Big Bang Nucleosynthesis (in "The Review of Particle Properties" 2004)

TL;DR

This review assesses the current understanding of Big Bang nucleosynthesis, highlighting the concordance and discrepancies in primordial element abundances and their implications for cosmological parameters and new physics.

Contribution

It provides a comprehensive update on nucleosynthesis constraints, including the baryon-to-photon ratio and neutrino physics, integrating recent observational data and systematic uncertainties.

Findings

Primordial abundances are consistent within a specific baryon density range.

A discrepancy exists between helium-4/lithium-7 and deuterium-based baryon estimates.
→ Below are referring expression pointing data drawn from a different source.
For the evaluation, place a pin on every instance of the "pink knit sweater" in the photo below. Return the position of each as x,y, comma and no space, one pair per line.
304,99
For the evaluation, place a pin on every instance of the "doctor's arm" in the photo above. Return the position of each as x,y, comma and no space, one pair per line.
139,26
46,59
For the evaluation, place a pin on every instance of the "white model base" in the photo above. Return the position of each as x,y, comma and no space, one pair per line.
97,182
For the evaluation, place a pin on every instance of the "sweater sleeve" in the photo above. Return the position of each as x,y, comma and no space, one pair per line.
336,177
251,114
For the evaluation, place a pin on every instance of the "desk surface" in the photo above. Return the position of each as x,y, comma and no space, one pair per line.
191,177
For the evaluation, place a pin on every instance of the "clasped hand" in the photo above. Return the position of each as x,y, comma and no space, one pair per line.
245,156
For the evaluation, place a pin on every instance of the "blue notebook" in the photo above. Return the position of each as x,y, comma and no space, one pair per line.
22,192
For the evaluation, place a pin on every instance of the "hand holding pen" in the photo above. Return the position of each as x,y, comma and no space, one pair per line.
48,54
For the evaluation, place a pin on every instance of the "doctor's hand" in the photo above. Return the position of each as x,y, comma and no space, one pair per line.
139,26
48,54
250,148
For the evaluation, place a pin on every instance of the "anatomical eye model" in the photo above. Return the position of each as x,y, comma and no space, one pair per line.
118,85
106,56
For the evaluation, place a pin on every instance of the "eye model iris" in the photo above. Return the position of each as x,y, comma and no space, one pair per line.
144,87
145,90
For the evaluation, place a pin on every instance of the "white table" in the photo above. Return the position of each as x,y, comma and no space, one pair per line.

Up to 7.1 effective neutrino species are compatible with nucleosynthesis constraints.

Abstract

A critical review is given of the current status of cosmological nucleosynthesis. In the framework of the standard model with 3 types of relativistic neutrinos, the baryon-to-photon ratio, \eta, corresponding to the inferred primordial abundances of helium-4 and lithium-7 is presently ~2 \sigma below the value implied by the abundance of deuterium. The latter value is also coincident with the independent determination of \eta from WMAP observations of CMB anisotropy. However taking systematic uncertainties in the abundance estimates into account, there is overall concordance in the range \eta = (3.4 - 6.9) x 10^{-10} @ 95% c.l. corresponding to a cosmological baryon density \Omega_B h^2 = 0.012 - 0.025. If the above discrepancy is due to a neutrino chemical potential, then upto 7.1 effective neutrino species are allowed by nucleosynthesis. Other constraints on new physics are briefly discussed.